The 2nd International Workshop on Heuristic Search in Industry
Overview

As an effective method for solving complex optimization problems, heuristic search has been widely used in industry, including logistics, digital maps, cloud computing, as well as manufacturing, among others. Work on heuristic search has a long tradition in AI, and there has been much progress over the last few decades. Advanced techniques in heuristic search are highly relevant for a range of real-world applications. On the other hand, real-world industrial applications give rise to interesting data sets and problems in this areas, and can also reveal bottlenecks and limitations of existing methods. The goal of this workshop is to bring together experts on heuristic search from academia and industry, and to promote real-world applications of heuristic search.

Call For Papers
Invited Talk

Daniel Harabor

Senior Lecturer, Monash University, Australia
DECRA Senior Research Fellow, Monash University, Australia

Title: Practical Challenges in Multi-Agent Path Finding

Abstract: A variety of recent and emerging industrial applications ask us to compute collision-free paths for a team of cooperative agents. To tackle these problems effectively practitioners must grapple with challenging issues such as operational constraints, execution-time uncertainty and the inevitable quality / performance tradeoffs that arise when planning for hundreds and sometimes thousands of simultaneous agents. The good news is that Heuristic Search methods are extremely well positioned to tackle these challenges. In this talk I explore recent progress in this area using examples from a variety of domains, such as warehouse fulfillment, rail planning and 3D pipe routing.

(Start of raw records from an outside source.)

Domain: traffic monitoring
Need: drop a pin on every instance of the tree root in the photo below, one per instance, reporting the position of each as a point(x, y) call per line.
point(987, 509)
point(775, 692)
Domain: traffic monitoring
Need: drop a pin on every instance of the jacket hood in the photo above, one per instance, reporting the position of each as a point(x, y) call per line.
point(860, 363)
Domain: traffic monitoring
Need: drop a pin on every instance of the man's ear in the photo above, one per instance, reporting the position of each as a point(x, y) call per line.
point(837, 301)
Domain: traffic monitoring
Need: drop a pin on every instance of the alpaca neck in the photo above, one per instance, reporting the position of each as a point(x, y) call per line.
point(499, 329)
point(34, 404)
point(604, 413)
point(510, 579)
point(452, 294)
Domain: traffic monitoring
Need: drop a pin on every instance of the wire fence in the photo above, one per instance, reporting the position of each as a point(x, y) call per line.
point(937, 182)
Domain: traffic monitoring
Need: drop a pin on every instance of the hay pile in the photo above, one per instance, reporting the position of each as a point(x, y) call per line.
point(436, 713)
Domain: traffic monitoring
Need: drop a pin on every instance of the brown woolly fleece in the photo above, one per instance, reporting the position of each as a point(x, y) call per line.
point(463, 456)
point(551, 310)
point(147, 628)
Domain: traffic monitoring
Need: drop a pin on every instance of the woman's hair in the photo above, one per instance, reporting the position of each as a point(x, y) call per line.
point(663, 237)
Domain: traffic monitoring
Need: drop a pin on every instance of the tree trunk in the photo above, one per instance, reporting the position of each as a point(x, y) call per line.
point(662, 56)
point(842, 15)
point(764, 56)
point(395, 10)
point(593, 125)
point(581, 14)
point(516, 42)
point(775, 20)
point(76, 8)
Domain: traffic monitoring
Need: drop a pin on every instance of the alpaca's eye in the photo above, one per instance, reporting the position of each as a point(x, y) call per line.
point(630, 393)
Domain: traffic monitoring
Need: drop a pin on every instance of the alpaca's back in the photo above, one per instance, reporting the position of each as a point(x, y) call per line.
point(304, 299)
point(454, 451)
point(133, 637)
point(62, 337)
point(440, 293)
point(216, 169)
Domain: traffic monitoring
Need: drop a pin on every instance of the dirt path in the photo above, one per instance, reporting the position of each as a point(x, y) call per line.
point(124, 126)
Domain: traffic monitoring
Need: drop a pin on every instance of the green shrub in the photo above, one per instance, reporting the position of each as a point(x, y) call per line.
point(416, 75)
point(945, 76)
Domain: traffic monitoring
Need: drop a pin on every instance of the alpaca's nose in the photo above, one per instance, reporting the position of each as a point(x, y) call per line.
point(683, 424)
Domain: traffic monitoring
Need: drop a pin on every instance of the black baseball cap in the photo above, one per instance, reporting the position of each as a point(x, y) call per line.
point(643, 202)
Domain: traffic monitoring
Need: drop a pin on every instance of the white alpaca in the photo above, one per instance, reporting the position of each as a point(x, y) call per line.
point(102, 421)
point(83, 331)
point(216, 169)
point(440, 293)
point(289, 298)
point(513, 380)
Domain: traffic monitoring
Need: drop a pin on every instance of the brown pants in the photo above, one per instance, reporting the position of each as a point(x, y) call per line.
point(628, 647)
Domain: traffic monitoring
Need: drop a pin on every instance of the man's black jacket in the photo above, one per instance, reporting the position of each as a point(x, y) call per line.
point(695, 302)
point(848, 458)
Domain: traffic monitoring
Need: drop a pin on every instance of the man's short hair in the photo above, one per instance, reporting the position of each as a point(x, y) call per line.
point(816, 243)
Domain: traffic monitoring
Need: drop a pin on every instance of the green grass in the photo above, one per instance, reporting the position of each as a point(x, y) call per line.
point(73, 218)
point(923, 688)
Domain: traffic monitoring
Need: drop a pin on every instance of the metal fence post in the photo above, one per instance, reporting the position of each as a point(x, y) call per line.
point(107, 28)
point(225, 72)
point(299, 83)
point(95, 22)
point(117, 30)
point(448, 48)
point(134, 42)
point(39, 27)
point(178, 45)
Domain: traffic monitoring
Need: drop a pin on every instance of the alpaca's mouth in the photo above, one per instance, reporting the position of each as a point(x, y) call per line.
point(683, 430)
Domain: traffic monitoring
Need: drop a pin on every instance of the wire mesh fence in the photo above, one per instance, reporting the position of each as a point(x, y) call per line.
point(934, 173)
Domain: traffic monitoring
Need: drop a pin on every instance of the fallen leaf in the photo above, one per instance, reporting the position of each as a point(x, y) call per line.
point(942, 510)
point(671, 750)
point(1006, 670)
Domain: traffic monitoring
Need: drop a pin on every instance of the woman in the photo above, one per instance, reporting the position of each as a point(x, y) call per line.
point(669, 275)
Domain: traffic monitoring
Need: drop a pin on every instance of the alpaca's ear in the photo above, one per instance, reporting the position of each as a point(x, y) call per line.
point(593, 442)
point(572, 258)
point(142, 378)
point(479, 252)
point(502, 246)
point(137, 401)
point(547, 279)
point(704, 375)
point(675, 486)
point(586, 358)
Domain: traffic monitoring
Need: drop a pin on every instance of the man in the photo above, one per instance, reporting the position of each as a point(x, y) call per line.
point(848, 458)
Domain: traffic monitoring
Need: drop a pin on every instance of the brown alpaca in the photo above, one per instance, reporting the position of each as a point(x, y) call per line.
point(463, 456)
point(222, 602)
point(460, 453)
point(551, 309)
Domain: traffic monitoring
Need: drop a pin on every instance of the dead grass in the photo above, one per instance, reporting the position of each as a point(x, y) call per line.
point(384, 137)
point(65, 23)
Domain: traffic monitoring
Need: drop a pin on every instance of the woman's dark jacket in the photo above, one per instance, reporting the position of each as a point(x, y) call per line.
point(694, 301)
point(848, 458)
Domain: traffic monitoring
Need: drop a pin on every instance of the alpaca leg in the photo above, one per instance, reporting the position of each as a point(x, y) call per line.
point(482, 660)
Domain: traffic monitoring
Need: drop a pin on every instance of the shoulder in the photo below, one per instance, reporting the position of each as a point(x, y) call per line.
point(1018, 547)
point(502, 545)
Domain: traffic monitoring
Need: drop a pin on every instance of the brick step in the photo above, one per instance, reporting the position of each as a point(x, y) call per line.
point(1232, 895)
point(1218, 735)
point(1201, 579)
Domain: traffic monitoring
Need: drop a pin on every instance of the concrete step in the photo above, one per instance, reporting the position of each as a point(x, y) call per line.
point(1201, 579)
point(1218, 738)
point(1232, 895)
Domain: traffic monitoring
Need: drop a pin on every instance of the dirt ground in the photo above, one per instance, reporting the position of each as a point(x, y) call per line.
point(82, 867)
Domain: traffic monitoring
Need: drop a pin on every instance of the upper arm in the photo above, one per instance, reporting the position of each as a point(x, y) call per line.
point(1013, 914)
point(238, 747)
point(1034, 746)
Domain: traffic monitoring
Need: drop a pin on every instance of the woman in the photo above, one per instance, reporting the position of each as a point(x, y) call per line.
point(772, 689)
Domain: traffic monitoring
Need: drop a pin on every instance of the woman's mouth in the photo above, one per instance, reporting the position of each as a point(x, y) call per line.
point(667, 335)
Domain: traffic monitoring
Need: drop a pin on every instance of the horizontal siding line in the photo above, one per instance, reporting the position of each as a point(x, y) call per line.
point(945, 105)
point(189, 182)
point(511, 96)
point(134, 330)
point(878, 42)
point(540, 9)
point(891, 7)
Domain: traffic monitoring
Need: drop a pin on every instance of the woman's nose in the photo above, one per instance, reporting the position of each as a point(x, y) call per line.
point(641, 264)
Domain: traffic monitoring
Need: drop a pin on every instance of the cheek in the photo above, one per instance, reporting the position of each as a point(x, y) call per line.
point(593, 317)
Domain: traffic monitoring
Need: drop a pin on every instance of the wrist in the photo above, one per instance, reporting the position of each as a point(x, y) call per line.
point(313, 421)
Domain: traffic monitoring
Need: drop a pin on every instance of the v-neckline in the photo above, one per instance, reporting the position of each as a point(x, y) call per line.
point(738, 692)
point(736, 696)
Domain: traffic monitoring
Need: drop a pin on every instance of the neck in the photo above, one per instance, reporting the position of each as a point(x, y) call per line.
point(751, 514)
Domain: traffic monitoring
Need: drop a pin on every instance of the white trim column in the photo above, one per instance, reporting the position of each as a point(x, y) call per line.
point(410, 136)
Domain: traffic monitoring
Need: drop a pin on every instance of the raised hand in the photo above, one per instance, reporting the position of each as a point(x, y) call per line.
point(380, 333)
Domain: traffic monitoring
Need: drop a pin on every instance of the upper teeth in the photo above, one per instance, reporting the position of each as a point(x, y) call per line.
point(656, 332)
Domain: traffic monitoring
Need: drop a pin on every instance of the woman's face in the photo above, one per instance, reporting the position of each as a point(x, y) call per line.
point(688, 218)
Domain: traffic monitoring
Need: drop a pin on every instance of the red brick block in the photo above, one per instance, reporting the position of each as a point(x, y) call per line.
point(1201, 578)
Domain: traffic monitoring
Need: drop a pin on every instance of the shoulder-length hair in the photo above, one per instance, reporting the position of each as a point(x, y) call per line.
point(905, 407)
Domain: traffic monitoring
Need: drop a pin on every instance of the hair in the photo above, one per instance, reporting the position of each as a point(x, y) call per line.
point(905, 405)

Brief Introduction of Presentor: Daniel Harabor is a Senior Lecturer at Monash University, Australia, and is also a DECRA Research Fellow in the Faculty of Information Technology, Monash University, Australia. He is interested in sequential decision-making problems of the type that appear in the areas of AI Planning and Heuristic Search. Often these problems involve one or more agents moving through a task environment. His job in this case is to find a collision-free trajectory that brings each agent from an initial start location and to a desired target position. Such problems appear in many settings including Robotics, GPS Navigation and in Computer Games. In his research he aims to develop fast algorithms that are useful in practice but which also come with guarantees.